A veces, la ansiedad nos atrapa. Nos sentimos perdidos, abrumados y hasta con la sensación de que vamos a perder la respiración. Antes de escuchar el mensaje de nuestros ángeles, te invito a realizar un breve ejercicio de anclaje para calmar el sistema nervioso:
Anclaje en Tres Tiempos
Busca una posición cómoda (sentado o acostado).
- Inhala Lento: Toma el aire contando mentalmente 3 segundos.
- Sostén: Retén el aire por un instante (1 segundo).
- Exhala Lento: Suelta el aire contando mentalmente 3 segundos, vaciando completamente los pulmones.
Repite esta secuencia tres veces, concentrándote únicamente en el movimiento de tu respiración. Este foco te ayudará a no desanclarte del aquí y el ahora.
El Mensaje Angélico: Tus Verdaderas Necesidades
Una vez calmado, el oráculo de los ángeles nos entrega un mensaje de triple foco: Abundancia, Deseos y Empatía.
1. Abundancia: Provisión Garantizada
El primer mensaje es un bálsamo de tranquilidad: Todas nuestras necesidades están cubiertas.
Si la preocupación principal es el campo material (cómo llegar a fin de mes, cómo cubrir los gastos), los ángeles dicen: tranquilo, no es el momento de preocuparse por eso. El ángel de la provisión, Dios y el universo, están ahí dándote lo que necesitas en este momento.
A veces caemos en el error de querer más (una mejor casa, un mejor carro), y aunque todos queremos mejorar, es fundamental partir desde el agradecimiento por lo que tenemos y por el hecho de que nuestras necesidades básicas están cubiertas.
2. Deseos y Empatía: Enfócate en el Interior
El segundo mensaje reorienta nuestra preocupación hacia lo verdaderamente importante: nuestros deseos y trabajar desde el amor propio y la empatía.
Con las necesidades materiales resueltas, es hora de atender las necesidades emocionales.

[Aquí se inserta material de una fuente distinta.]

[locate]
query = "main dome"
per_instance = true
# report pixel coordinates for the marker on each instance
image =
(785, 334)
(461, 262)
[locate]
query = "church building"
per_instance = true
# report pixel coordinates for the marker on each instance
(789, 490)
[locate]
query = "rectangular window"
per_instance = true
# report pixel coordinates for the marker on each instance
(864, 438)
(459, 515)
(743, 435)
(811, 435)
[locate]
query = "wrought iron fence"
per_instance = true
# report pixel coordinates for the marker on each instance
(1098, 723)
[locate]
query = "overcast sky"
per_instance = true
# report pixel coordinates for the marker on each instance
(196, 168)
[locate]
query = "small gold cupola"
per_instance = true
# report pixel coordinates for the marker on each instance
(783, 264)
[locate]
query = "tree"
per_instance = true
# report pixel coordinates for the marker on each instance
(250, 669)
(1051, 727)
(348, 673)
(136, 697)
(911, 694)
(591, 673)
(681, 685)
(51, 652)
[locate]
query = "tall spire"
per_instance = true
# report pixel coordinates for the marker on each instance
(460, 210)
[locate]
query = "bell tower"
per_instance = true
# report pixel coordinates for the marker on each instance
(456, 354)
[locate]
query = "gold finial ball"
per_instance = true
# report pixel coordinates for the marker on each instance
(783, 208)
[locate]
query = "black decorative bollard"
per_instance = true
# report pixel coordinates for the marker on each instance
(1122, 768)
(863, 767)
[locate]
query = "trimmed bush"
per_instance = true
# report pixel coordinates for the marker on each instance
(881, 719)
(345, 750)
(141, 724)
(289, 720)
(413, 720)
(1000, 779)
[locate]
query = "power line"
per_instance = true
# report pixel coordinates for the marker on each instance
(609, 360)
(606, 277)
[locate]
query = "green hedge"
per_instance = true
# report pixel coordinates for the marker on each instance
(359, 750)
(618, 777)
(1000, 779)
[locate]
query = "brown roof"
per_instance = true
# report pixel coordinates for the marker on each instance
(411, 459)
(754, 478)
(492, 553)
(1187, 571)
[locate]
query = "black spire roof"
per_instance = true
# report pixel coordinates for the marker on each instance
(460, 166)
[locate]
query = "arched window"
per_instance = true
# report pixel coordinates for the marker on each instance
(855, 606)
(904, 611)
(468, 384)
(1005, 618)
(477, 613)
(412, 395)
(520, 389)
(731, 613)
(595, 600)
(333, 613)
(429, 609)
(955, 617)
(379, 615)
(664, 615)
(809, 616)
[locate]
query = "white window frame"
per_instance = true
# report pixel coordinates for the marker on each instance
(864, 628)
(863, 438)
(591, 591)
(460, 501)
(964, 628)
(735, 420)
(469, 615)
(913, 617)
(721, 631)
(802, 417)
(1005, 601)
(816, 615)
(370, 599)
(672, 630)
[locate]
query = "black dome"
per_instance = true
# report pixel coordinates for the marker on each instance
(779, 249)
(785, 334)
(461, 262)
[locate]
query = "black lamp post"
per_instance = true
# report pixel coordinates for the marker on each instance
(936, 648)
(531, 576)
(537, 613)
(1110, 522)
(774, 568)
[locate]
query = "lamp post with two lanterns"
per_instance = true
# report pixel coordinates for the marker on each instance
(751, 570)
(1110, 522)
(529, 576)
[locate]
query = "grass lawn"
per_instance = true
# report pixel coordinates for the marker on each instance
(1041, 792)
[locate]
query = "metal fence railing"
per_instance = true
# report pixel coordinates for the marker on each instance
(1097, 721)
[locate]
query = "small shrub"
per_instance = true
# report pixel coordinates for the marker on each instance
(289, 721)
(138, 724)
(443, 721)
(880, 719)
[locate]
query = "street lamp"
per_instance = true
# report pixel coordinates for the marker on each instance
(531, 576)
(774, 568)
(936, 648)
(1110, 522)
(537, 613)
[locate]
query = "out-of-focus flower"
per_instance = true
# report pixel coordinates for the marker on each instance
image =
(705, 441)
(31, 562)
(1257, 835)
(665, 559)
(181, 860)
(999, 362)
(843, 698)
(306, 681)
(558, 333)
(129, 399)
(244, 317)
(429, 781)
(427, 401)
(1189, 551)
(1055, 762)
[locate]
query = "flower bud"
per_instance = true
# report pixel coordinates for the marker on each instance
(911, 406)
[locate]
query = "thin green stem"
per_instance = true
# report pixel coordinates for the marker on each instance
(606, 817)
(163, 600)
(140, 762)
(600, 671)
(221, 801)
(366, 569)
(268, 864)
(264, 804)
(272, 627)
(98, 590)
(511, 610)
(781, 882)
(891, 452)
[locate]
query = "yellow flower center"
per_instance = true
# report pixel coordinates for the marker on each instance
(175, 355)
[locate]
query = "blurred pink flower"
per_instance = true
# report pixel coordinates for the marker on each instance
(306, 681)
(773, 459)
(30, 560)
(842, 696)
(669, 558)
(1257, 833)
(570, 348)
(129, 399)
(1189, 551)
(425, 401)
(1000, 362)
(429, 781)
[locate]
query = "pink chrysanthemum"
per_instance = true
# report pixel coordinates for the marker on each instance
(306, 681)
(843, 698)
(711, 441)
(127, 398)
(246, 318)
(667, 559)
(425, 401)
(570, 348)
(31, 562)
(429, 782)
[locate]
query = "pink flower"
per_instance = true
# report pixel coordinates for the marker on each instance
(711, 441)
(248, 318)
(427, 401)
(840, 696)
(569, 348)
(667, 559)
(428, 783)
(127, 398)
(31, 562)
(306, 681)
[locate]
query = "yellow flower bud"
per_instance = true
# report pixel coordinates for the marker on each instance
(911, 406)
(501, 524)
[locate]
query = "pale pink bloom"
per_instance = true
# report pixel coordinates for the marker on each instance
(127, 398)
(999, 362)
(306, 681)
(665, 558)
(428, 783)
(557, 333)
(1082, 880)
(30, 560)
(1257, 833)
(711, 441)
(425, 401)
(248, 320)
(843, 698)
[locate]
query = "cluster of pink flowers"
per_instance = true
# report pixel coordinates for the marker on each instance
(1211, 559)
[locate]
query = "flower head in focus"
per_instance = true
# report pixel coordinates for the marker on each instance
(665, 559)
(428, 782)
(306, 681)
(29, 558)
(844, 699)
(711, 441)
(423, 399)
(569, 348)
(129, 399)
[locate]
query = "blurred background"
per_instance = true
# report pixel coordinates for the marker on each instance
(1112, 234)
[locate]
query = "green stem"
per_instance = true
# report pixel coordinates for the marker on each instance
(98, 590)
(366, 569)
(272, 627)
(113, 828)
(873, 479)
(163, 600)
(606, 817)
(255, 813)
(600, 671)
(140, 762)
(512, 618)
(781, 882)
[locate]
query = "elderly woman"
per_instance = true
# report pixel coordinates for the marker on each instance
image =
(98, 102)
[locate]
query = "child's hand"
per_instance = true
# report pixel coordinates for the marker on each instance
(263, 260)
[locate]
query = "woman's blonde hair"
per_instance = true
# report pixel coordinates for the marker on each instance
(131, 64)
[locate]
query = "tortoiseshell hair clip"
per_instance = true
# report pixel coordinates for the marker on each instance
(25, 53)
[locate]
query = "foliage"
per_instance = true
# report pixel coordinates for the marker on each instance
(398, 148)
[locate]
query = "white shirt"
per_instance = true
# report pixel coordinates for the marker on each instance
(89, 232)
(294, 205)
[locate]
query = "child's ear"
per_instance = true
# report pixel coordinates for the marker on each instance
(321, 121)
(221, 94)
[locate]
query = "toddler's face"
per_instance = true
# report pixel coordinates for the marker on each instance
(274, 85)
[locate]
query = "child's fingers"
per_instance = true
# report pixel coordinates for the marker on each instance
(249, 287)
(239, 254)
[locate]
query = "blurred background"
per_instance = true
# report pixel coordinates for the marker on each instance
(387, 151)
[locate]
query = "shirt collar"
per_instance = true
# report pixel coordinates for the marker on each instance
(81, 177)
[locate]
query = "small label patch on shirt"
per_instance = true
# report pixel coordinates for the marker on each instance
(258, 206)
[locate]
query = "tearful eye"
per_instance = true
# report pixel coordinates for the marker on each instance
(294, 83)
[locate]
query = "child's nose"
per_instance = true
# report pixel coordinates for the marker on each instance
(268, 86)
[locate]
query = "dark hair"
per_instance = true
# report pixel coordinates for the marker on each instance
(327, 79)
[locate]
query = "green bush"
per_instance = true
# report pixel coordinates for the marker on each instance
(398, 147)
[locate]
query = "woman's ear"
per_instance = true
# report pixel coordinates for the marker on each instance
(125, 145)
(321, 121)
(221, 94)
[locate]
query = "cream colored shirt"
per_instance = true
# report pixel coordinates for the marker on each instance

Ese vacío existencial, esa “bolita de nieve” de problemas que se va creando porque no solucionamos situaciones, porque no buscamos ayuda o no trabajamos nuestras emociones, es lo que nos puede devorar.
La invitación es a trabajar desde el corazón, poniendo en primer lugar nuestras propias necesidades y nuestra salud mental. Luego, podemos practicar la empatía: ponernos en el lugar de los demás, pero siempre sin exceder nuestros límites o descuidar nuestro interior.
Este es el momento de invertir en tu corazón, en tu mente y en tu bienestar emocional.